A gamma ramp in DirectDraw is a term used to describe a set of values that map the level of a particular color component (red, green, blue) for all pixels in the frame buffer to new levels that are received by the digital-to-analog converter (DAC) for display on the monitor. The remapping is performed by way of three simple look-up tables, one for each color component.
Here's how it works: DirectDraw takes a pixel from the frame buffer, and looks at it in terms of its individual red, green, and blue color components.
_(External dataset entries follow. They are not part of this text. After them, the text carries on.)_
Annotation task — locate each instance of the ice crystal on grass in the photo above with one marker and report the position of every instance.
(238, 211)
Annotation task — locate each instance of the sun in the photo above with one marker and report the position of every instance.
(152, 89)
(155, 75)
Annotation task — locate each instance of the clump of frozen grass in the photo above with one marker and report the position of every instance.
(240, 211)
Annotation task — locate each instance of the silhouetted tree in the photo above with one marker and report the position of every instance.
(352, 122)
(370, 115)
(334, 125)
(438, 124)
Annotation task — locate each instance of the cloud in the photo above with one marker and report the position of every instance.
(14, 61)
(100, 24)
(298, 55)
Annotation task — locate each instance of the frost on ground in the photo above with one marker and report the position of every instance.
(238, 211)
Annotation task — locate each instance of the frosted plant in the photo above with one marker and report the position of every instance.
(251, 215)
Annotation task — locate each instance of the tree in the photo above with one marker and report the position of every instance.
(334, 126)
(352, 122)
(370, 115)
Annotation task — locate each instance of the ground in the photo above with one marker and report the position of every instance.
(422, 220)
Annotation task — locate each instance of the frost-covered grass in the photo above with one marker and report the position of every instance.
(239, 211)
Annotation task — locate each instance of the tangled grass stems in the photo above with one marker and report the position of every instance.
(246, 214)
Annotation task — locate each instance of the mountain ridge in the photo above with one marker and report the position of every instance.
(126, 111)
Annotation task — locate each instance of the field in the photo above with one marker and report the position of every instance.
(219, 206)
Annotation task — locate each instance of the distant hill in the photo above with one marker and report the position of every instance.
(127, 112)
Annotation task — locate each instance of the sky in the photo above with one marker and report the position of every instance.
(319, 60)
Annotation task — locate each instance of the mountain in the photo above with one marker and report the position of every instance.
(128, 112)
Each component is represented by a value from 0 to 65535. DirectDraw takes the original value, and uses it to index into an 256-element array (the ramp), where each element contains a value that replaces the original one. DirectDraw performs this "look-up and replace" process for each color component of each pixel within the frame buffer, thereby changing the final colors for all of the on-screen pixels.
It's handy to visualize the ramp values by graphing them. The left graph of the two following graphs shows a ramp that doesn't modify colors at all, and the right graph shows a ramp that imposes a negative bias to the color component to which it is applied.
The array elements for the graph on the left would contain values identical to their index (0 in the element at index 0, and 65535 at index 255). This type of ramp is the default, as it doesn't change the input values before they're displayed. The right graph is a little more interesting; its ramp contains values that range from 0 in the first element to 32768 in the last element, with values ranging relatively uniformly in between. The effect is that the color component that uses this ramp appears muted on the display. You are not limited to using linear graphs; if your application needs to assign arbitrary mapping, it's free to do so. You can even set the entries to all zeroes to leech a particular color component completely from the display.